En el Centro de Salud Mental y de Rehabilitación Psicosocial se ha atendido a 321 pacientes hasta el mes de febrero. De ellos, 18 fueron remitidos a sus provincias, 37 a los municipios de origen y 68 se atienden en los Centros Comunitarios de los municipios. La mayoría son alcohólicos o padecen trastornos de la conducta agravados por el consumo del alcohol, explica el doctor Edgar Serrano Hernández.
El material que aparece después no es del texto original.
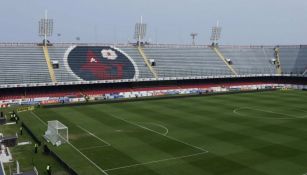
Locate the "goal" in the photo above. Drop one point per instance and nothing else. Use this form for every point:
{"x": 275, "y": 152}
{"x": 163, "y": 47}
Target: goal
{"x": 57, "y": 133}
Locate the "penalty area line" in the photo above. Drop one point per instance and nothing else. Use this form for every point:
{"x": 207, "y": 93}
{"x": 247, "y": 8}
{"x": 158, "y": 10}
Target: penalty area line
{"x": 93, "y": 163}
{"x": 169, "y": 137}
{"x": 90, "y": 133}
{"x": 156, "y": 161}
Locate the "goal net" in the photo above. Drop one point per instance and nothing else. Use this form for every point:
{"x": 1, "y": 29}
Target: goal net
{"x": 57, "y": 133}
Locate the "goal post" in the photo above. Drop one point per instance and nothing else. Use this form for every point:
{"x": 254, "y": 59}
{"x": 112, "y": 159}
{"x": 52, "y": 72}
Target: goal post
{"x": 57, "y": 133}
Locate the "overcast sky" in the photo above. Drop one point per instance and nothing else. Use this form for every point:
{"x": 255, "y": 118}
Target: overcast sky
{"x": 169, "y": 21}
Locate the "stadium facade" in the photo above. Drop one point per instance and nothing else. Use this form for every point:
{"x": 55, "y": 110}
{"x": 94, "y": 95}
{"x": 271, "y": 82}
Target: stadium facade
{"x": 33, "y": 72}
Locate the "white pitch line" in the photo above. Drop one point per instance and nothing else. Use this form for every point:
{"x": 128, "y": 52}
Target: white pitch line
{"x": 156, "y": 161}
{"x": 92, "y": 147}
{"x": 169, "y": 137}
{"x": 100, "y": 169}
{"x": 85, "y": 130}
{"x": 159, "y": 125}
{"x": 272, "y": 112}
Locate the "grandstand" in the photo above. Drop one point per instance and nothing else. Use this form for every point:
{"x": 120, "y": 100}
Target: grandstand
{"x": 26, "y": 63}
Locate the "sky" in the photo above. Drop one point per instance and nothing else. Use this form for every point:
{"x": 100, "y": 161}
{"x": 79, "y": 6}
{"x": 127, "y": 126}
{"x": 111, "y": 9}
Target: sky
{"x": 243, "y": 22}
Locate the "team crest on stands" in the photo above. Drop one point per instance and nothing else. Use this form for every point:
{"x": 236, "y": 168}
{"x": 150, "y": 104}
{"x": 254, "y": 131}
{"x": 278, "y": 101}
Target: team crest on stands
{"x": 109, "y": 54}
{"x": 100, "y": 63}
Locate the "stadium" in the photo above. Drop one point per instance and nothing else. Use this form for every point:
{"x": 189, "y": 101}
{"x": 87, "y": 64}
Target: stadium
{"x": 149, "y": 108}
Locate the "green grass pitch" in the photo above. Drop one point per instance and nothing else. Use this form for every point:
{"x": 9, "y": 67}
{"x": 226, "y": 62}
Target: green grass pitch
{"x": 261, "y": 133}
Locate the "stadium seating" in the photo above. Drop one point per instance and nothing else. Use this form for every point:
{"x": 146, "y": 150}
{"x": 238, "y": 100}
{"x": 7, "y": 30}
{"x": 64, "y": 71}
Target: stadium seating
{"x": 293, "y": 59}
{"x": 25, "y": 63}
{"x": 133, "y": 52}
{"x": 61, "y": 74}
{"x": 186, "y": 61}
{"x": 250, "y": 60}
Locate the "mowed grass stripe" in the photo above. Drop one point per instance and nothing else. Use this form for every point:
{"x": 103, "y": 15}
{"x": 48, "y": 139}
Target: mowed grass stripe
{"x": 237, "y": 144}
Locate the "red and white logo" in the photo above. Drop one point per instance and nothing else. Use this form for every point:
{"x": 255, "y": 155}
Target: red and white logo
{"x": 109, "y": 54}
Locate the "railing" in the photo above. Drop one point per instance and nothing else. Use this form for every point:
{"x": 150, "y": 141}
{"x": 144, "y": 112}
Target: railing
{"x": 149, "y": 46}
{"x": 24, "y": 80}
Gracias al trabajo conjunto de los organismos que participan en los análisis de cada caso en la Comisión de Prevención y Atención Social; ya han logrado reubicar varios casos, incluso algunos de provincias como La Habana, Santiago de Cuba y Villa Clara.

Para completar su reinserción social, resultan decisivas las brigadas especializadas de Trabajadores Sociales. Muchos casos son críticos y requieren de análisis pormenorizados en los Consejos Populares.

Como señalara el poeta inglés John Donne: "¼ nadie es una isla, completo en sí mismo"; es, por tanto, imprescindible formar y fortalecer valores de manera integrada, con el necesario énfasis hacia el papel de la familia, para que estas personas puedan superar las dificultades que la vida les impone, y la sociedad en su conjunto pueda ayudarlas a alcanzar el bienestar y el respeto que requieren como seres humanos.